Résumé de la décision
La décision concerne l'appel interjeté par la SARL La Croix Blanche et d'autres parties suite à l'ordonnance du juge des référés du tribunal administratif de Limoges, qui avait rejeté leur demande de suspension d'un arrêté provisoire de fermeture d'un lieu de vie et d'accueil. Cet arrêté, pris par le président du conseil départemental de la Creuse, était fondé sur des allégations de maltraitances à l'encontre d'un mineur hébergé dans cet établissement. Le tribunal a confirmé le rejet de la demande des requérants, indiquant que la fermeture provisoire était justifiée par des éléments d’enquête et ne portait pas atteinte à la présomption d'innocence.
Arguments pertinents
1. Présomption d'innocence : Les requérants affirment que la fermeture du lieu de vie porte atteinte à la présomption d'innocence en raison des accusations non fondées portées par un mineur ayant déjà menti par le passé. Toutefois, le tribunal a statué que le président du conseil n'a pas méconnu cette présomption, car "en prenant, au égard aux informations dont il disposait et à l'ouverture d'une procédure pénale, une mesure de fermeture provisoire... il n'a porté atteinte à aucune liberté fondamentale".
2. Procédure judiciaire en cours : Le juge des référés a souligné que la décision de fermeture était conservatoire et justifiée par la nécessité de protéger les individus concernés dans le cadre de la procédure judiciaire, affirmant que le président du conseil départemental agissait en conformité avec les pouvoirs qui lui sont conférés.

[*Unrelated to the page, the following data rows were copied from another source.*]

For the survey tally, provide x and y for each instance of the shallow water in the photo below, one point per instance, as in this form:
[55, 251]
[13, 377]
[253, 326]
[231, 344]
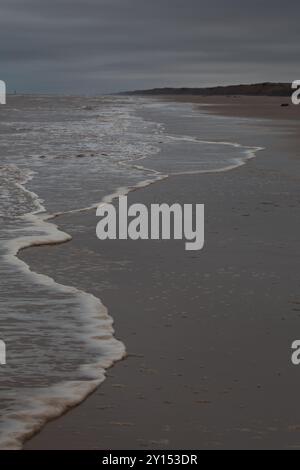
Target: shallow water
[67, 154]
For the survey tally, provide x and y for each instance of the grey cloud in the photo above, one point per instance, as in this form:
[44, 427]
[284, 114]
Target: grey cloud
[108, 45]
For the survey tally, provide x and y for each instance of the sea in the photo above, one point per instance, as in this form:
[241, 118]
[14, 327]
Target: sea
[67, 154]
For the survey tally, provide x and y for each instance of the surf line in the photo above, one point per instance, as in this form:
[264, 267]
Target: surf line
[162, 223]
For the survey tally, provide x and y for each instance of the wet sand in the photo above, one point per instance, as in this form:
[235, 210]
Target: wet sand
[208, 333]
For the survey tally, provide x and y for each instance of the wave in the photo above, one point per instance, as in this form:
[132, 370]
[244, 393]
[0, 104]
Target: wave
[52, 401]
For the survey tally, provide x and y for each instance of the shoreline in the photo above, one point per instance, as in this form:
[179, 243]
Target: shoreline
[76, 415]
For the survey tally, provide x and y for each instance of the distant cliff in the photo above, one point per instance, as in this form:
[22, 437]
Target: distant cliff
[258, 89]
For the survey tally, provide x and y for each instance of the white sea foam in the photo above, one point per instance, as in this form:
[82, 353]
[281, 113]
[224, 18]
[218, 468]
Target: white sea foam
[75, 155]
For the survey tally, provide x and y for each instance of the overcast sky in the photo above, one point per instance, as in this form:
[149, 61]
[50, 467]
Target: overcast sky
[101, 46]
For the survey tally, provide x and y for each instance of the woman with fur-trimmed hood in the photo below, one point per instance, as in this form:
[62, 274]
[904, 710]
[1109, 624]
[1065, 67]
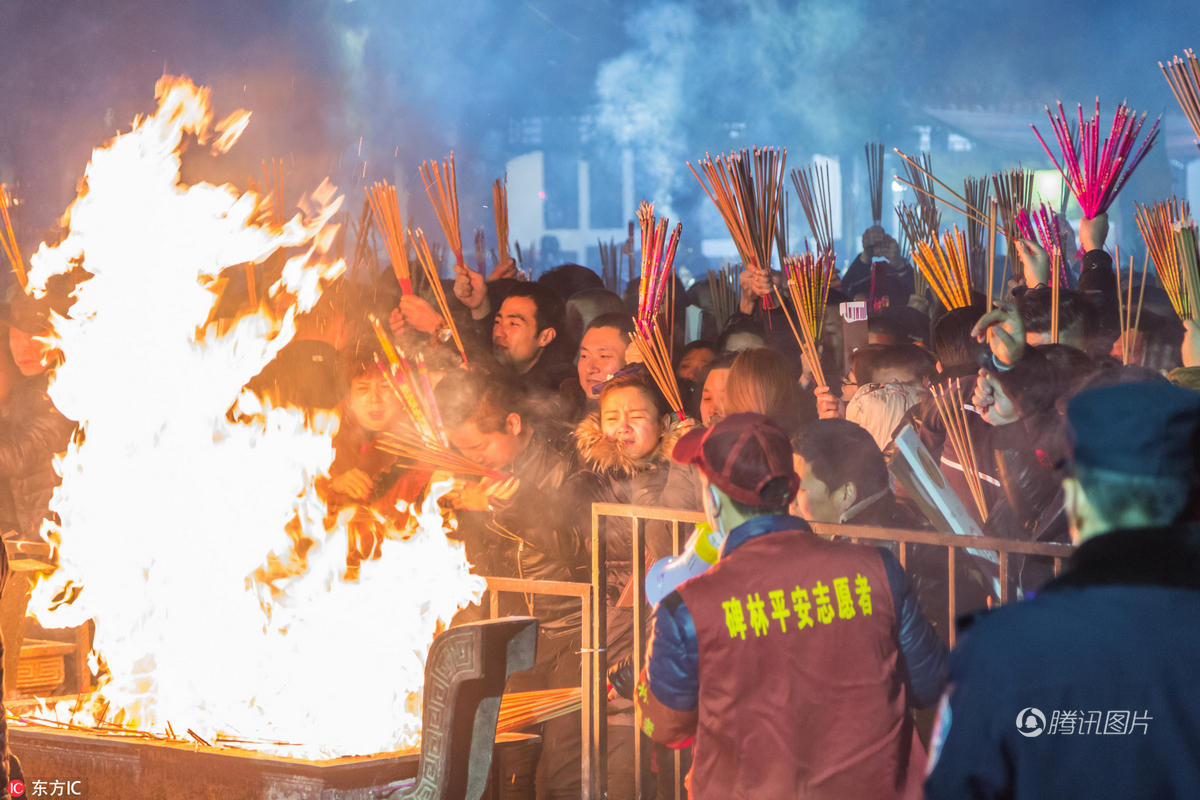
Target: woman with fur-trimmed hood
[625, 451]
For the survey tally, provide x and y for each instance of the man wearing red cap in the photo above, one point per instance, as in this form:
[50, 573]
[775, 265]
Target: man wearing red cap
[791, 662]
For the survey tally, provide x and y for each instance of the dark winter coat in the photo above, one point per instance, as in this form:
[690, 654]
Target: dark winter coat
[1099, 672]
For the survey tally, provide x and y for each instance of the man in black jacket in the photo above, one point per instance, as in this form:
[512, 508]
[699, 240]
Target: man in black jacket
[1087, 690]
[522, 536]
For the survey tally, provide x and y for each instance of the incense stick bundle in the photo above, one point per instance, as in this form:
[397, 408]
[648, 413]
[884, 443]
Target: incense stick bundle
[1186, 247]
[425, 257]
[917, 223]
[1129, 322]
[976, 190]
[725, 289]
[1056, 272]
[783, 223]
[654, 288]
[1183, 77]
[610, 265]
[364, 245]
[442, 188]
[809, 278]
[1093, 170]
[526, 709]
[991, 252]
[945, 266]
[747, 188]
[949, 403]
[385, 211]
[9, 240]
[501, 209]
[1014, 191]
[875, 179]
[1041, 227]
[411, 447]
[813, 188]
[1157, 226]
[922, 179]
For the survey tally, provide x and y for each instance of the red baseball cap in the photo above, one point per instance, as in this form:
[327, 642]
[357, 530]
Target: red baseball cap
[741, 456]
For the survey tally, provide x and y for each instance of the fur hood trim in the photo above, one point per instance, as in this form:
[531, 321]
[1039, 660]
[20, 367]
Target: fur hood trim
[605, 455]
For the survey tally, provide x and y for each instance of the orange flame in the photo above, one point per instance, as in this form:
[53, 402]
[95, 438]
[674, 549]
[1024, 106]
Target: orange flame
[181, 483]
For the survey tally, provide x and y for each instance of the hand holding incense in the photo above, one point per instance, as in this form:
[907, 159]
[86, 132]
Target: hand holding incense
[1096, 170]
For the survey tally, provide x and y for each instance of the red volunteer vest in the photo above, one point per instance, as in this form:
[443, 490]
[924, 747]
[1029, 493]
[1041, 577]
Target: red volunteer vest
[801, 692]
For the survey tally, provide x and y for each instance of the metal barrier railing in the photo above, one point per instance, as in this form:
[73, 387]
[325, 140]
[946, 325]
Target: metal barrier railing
[594, 606]
[1003, 548]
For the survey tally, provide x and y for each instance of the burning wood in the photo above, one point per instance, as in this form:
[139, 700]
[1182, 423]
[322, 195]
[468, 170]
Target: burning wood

Interprétations et citations légales
Lors de la décision, plusieurs textes de loi ont été cités pour justifier les actions du président du conseil départemental :
- Code de justice administrative - Article L. 521-2 : Cet article permet au juge des référés d'ordonner des mesures nécessaires à la sauvegarde d'une liberté fondamentale en cas d'atteinte grave et manifestement illégale. Le tribunal a interprété que la fermeture a été prise en considération de l'urgence et de la gravité des accusations, ce qui ne constitue pas une violation de la liberté fondamentale.
- Code de l'action sociale et de la famille - Article L. 313-16 : Cet article stipule les conditions dans lesquelles une fermeture d'établissement peut être ordonnée, notamment en cas d'infractions susceptibles d'entraîner des poursuites. Le tribunal a constaté que la fermeture était justifiée par des « infractions constatées» en ce qui concerne la sécurité des mineurs, ce qui a conduit à la nécessité de la mesure provisoire.
En conclusion, l'interprétation de ces textes par le juge a été que le droit à la protection des mineurs prime dans ce cas, et le tribunal a confirmé que l'autorité administrative n’a pas outrepassé ses pouvoirs ni violé la présomption d’innocence. Les requérants n'ont pas réussi à démontrer que l'ordonnance de première instance était erronée, entraînant le rejet de leur appel.